Couples Share Dark Humor on a Bright Summer Day in Revival of Lips Together, Teeth Apart

News   Couples Share Dark Humor on a Bright Summer Day in Revival of Lips Together, Teeth Apart
Austin Lysy, America Ferrera, Michael Chernus and Tracee Chimo discuss starring in the first New York revival of Terrence McNally's Lips Together, Teeth Apart.

America Ferrera
America Ferrera Photo by Joseph Marzullo/WENN


Sally and Sam, and Chloe and John — America Ferrera and Michael Chernus, and Tracee Chimo and Austin Lysy — are a pair of couples vacationing in Fire Island during a sunny Fourth of July weekend in Lips Together, Teeth Apart. Being a play by Terrence McNally, the talk around the pool is frequently funny and ominously in tune with the times.

Two decades after McNally's play first made waves at Manhattan Theatre Club — with Swoosie Kurtz, Nathan Lane, Christine Baranski and Anthony Heald as the summering suburbanites — Lips Together, Teeth Apart returns to New York for its first major revival, courtesy of Second Stage and director Peter DuBois.

The result resembles a product of the time in which it was written, 1990, making it one of the first AIDS plays, although McNally interestingly makes his case with no gay characters ever being seen. They are, however, heard, via boisterous neighbors on either side of them.

The setting plays like the sunny side of the moon — a summerhouse in Fire Island, presumably the Pines, which Sally has inherited from her brother, an AIDS fatality. The couples languish poolside, afraid to go near the water for fear it may be tainted.
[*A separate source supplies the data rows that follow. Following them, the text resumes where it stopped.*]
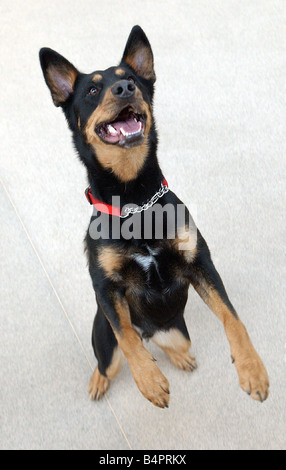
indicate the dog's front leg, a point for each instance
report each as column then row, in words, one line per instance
column 148, row 377
column 253, row 376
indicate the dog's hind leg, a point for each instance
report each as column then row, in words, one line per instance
column 108, row 354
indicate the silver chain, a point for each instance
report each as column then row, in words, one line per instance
column 126, row 211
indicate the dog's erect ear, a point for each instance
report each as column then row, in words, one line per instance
column 138, row 54
column 60, row 75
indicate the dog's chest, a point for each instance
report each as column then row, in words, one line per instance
column 148, row 260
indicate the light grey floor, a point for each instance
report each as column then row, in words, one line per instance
column 220, row 109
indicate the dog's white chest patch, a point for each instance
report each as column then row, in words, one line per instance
column 145, row 261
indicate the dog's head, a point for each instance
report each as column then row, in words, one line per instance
column 110, row 111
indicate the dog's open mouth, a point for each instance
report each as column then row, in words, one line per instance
column 126, row 130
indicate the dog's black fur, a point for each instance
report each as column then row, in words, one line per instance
column 141, row 284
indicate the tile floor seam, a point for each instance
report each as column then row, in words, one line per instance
column 60, row 302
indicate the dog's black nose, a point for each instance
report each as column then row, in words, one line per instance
column 123, row 89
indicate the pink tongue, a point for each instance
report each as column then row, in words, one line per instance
column 129, row 126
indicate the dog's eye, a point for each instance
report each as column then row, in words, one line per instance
column 93, row 91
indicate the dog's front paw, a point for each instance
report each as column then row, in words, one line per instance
column 152, row 384
column 98, row 385
column 253, row 376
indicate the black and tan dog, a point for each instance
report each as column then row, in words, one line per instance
column 141, row 278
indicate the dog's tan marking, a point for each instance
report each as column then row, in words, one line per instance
column 120, row 72
column 98, row 385
column 116, row 363
column 186, row 242
column 253, row 376
column 124, row 163
column 110, row 260
column 141, row 61
column 97, row 77
column 148, row 377
column 177, row 347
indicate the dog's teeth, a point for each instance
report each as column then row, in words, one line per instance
column 111, row 129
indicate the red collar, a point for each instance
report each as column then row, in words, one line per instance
column 112, row 210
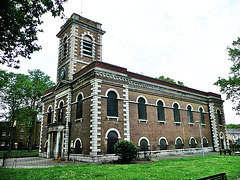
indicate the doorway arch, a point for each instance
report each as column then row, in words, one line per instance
column 112, row 139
Adultery's afoot, a cancer is spreading and a sister struggles with her brother's death. Yes, it's a comedy. "I guess that's his testament as a writer," says Lysy of McNally's ability to pull some well-needed humor from horror. "He can find so much humor in the situation."

"Terrence [has an] incredible understanding of how humans behave around discomfort and avoidance," chimes in Ferrera. "All four of us deal with things in very different ways. Most of us find curious and peculiar ways to keep going about life and having our own worlds, our own inner lives. If this play were a song, there'd never be one note being played at the same time.
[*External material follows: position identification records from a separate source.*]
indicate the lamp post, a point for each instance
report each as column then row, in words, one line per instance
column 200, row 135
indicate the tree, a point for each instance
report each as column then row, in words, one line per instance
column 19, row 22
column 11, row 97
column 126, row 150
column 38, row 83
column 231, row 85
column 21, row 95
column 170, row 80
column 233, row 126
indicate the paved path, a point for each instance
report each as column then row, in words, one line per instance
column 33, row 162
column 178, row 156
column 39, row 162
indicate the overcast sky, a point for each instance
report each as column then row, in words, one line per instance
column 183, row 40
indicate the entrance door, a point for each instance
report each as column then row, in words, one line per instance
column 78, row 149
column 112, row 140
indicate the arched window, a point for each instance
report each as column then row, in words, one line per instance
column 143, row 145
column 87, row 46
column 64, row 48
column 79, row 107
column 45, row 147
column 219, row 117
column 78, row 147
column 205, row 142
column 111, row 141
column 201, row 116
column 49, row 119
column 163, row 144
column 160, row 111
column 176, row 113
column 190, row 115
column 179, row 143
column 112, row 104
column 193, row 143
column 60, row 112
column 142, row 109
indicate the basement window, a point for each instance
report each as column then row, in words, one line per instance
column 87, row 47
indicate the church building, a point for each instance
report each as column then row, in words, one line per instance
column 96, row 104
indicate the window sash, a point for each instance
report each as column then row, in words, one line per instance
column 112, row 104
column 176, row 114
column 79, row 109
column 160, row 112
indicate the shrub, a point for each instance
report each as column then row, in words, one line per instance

Tracee Chimo and Michael Chernus
Tracee Chimo and Michael Chernus Photo by Joseph Marzullo/WENN

"It's always a chord, with each character striking his or her own note.... There's happiness, there's sorrow, there's joy and yet there's someone on stage who is feeling the pain and showing something else. I think that makes it funny and often hard to watch."
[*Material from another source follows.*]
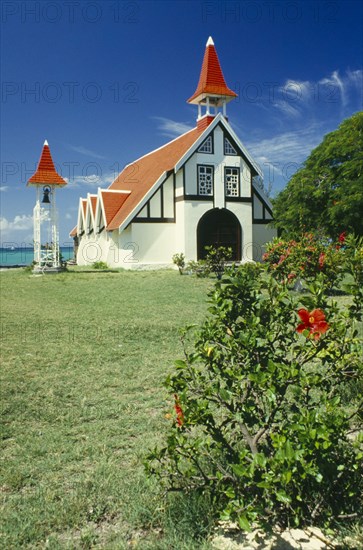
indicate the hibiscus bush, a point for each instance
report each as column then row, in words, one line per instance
column 306, row 258
column 258, row 423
McNally used the original actors — Lane, Baranski, Heald and Kathy Bates — to help mold the characters. When Bates couldn't commit to the MTC run, Swoosie Kurtz swooped in.

"I don't know Nathan personally, but you can definitely hear his voice in there," admits Chernus, taking over the Sam role. "I saw an interview where it seemed to say that the original cast at Manhattan Theatre Club had a hand in shaping and editing the play over the course of the production. Knowing his work, you can hear Nathan in Sam, but there's a lot of Jackie Gleason and Homer Simpson in there, too."

Chimo, who has had a breakout few years thanks to quirky and hilarious turns in plays like Bachelorette and Bad Jews, has no trouble summoning her inner Baranski. McNally has supplied some additional fun by making Chimo's character a community theatre diva who constantly runs musical numbers on tape, including a very emphatic "You're Never Fully Dressed Without a Smile." She also delights in hearing the score of Annie, one she "loves," playing from a neighbor's yard. Too bad it's really the music from Gypsy.

"Sure, I can feel Christine in the character," the actress allows. "It's a fun part because she's over the top a little bit and rather theatrical. What's cool about Chloe is, whatever Terrence and Christine made together, it's very adaptable to another actress' music." "I don't think you could make it present day," says Lysy, "It's very specific in terms of time and place. My thought was that the fear and discomfort of these characters — with the notion of AIDS and the brother in proximity to large groups of gay men — I don't think you could place it anywhere else. It's rooted in the early '90s, before 'Will & Grace' was in the culture, before the general population was exposed in different ways to what homosexuality really is."

Ferrera sees the real value in doing a plainly dated piece. "I feel it is still incredibly affecting and moving, but I also don't think it's really a play about gays and AIDS. That's just the setting Terrence chose to use. What's so much more interesting is how the thing that's feared manifests itself in those who choose fear, who choose avoidance, who choose not to speak the truth. That will always be relevant."